Nebelsturm
»Ich glaube nicht, dass … ist das wichtig?«
»Aber absolut. Besonders hier an der Küste ist das sehr wichtig, dass man überprüfen lässt, wie die Energien fließen.« Lisa sah sich im Raum um und legte die Hände vor der Brust übereinander. »Hier sind ganz starke Erdenergien vorhanden … das kann man deutlich spüren. Und die müssen die Möglichkeit haben, ungehindert durch die Gebäude fließen zu können.«
»Ich lasse mir das mal durch den Kopf gehen.«
»Wir haben eine tolle Feng-Shui-Beraterin, die im Frühling die Möbel in unserem Sommerhaus auf Gotland umgestellt hat. Ich kann dir ihre Nummer geben.«
Joakim nickte und hörte förmlich, wie Katrine kicherte. Sie hatte sich über die spirituelle Ader ihrer Nachbarin immer lustig gemacht.
Sie verbrachten einen gemütlichen Abend miteinander. Joakim briet eine Flunder, die er in Marnäs besorgt hatte, und seine Gäste hatten eine Flasche Weißwein dabei. Er trank zum ersten Mal seit vielen Jahren ein Glas. Es schmeckte ihm zwar nicht besonders gut, aber der Alkohol entspannte ihn, und er vergaß Livias Träume und seine tote Schwester für eine Weile.
Livia war an diesem Abend allerbester Laune. Sie saß beim Abendessen dabei und erzählte Lisa lebhaft von den drei Erzieherinnen in ihrer Vorschule – dass zum Beispiel zwei von ihnen zwischendurch immer vor die Tür gingen, um heimlich zu rauchen, den Kindern aber sagten, sie würden nur mal kurz frische Luft schnappen.
Michael erzählte, dass sie auf ihrer Fahrt durch Småland eineElchkuh mit ihrem Kalb am Wegesrand gesehen hatten. Gabriel und Livia hörten gespannt zu.
Der Besuch aus der Großstadt heiterte die beiden so auf, dass es schwierig war, sie ins Bett zu bekommen. Gabriel schlief dann aber sofort ein. Livia wollte sich von Lisa noch eine Geschichte von Michel aus Lönneberga vorlesen lassen.
Zwanzig Minuten später kam Lisa zurück in die Küche.
»Ist sie eingeschlafen?«, fragte Joakim.
»Ja, sie war ziemlich müde … sie wird wie ein Stein schlafen!«
»Das wollen wir mal hoffen.«
Sie blieben noch über eine Stunde zusammen sitzen und unterhielten sich, dann half Joakim ihnen, die Reisetaschen in das Eckzimmer neben dem großen Salon zu tragen.
»Das Zimmer ist gerade fertig geworden. Ihr dürft es einweihen.«
Er hatte tagsüber den Kachelofen angeheizt, und das Gästezimmer war warm und gemütlich.

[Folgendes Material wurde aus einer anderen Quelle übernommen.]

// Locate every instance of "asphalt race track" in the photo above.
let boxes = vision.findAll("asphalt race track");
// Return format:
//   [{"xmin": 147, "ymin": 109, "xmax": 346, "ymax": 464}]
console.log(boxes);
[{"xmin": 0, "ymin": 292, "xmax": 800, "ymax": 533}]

Eine halbe Stunde später waren alle zu Bett gegangen. Joakim lag im dunklen Schlafzimmer und hörte Lisa und Michael im Eckzimmer reden. Es fühlte sich gut an, Besuch zu haben. Åludden sollte häufiger Gäste beherbergen.
Lebendige Gäste.
Er musste an die Legenden über die Toten auf dem Hof denken, von denen ihm Maria Carlsson erzählt hatte. Und auch Livia hatte solche Dinge über Katrine angedeutet – dass sie an Weihnachten zurückkommen würde.
Sie noch einmal wiederzusehen. Mit ihr sprechen zu können.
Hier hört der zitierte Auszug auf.